I see the recipe thread and many are high calorie. I'm vertically challenged, and cant eat so many calories. I found a few things I like to do to save calories in my daily calorie budget. I am wondering if you have any tips to add? Maybe food products/seasonings that you like? Mine are limited but it does keep my weight normal. 

Homemade dressings for salad or dipping meats and veggies. Dont be afraid to experiment. Here are my main 2.

red wine vinaigrette dressing; no oil, just seasonings; I like dill weed from my garden, salt, pepper, crushed red pepper, garlic and a lil sugar. Very yummy. The longer it sets, the better it gets. 

hm ranch; plain yogurt with ranch powder added to it. Its only 110 cal per cup, not 120 per tbls as the jar stuff. (I dont eat a cup..lol ) they also sell ranch powder mix at the cheapy stores now, only 50cents pack. 

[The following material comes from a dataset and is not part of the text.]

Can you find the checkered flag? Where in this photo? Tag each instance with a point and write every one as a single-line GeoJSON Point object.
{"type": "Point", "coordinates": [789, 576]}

Tuna mixed with any of the following; chopped red sweet peppers, pickles,onions, cucumber, tomatoes etc. I use a tasty mustard as the dressing. no mayo. Once I chop all the goodies up its so filling, I can only eat half for a serving, comes to about 80 calories with crackers, for half. 

I am a late night snacker, can't help it. So I will save some calories in my budget for that. My main late night snack is baked pretzel sticks; crunchy, salty and low calories for like 25 of them. I may dip them in mustard or mustard mixed with cajun spice powder, very yummy. 

I bought this rice vinegar on the clearance rack, It has since earned a place in my kitchen by accident. I like a lil splash in my bean soup mmm changes the flavor, try it. 

Makes me wonder what secret weapon you have in your kitchen for me yet to discover? please do tell. Do you have any great tips? Under 100 calorie meals? I would love to hear them. I am in need of some new idea's or seasoning products.


----------



## Tinker (Apr 5, 2004)

I like the Marzetties (sp?) low fat cole slaw dressing. I use it in place of mayo in tuna, or on a sandwich. I like pretzel for snacking too, and dip them in hummus. It comes in many flavors, and even in individual sized packs, if you have a problem with portion control.

Molly McButter is good on veggies & potatoes. I use the spray butter on toast.

One of my favorite snacks is Greek yogurt with a few almonds. I also love it for breakfast, where I will mix it with a chopped apple and a bit of cinnamon.


----------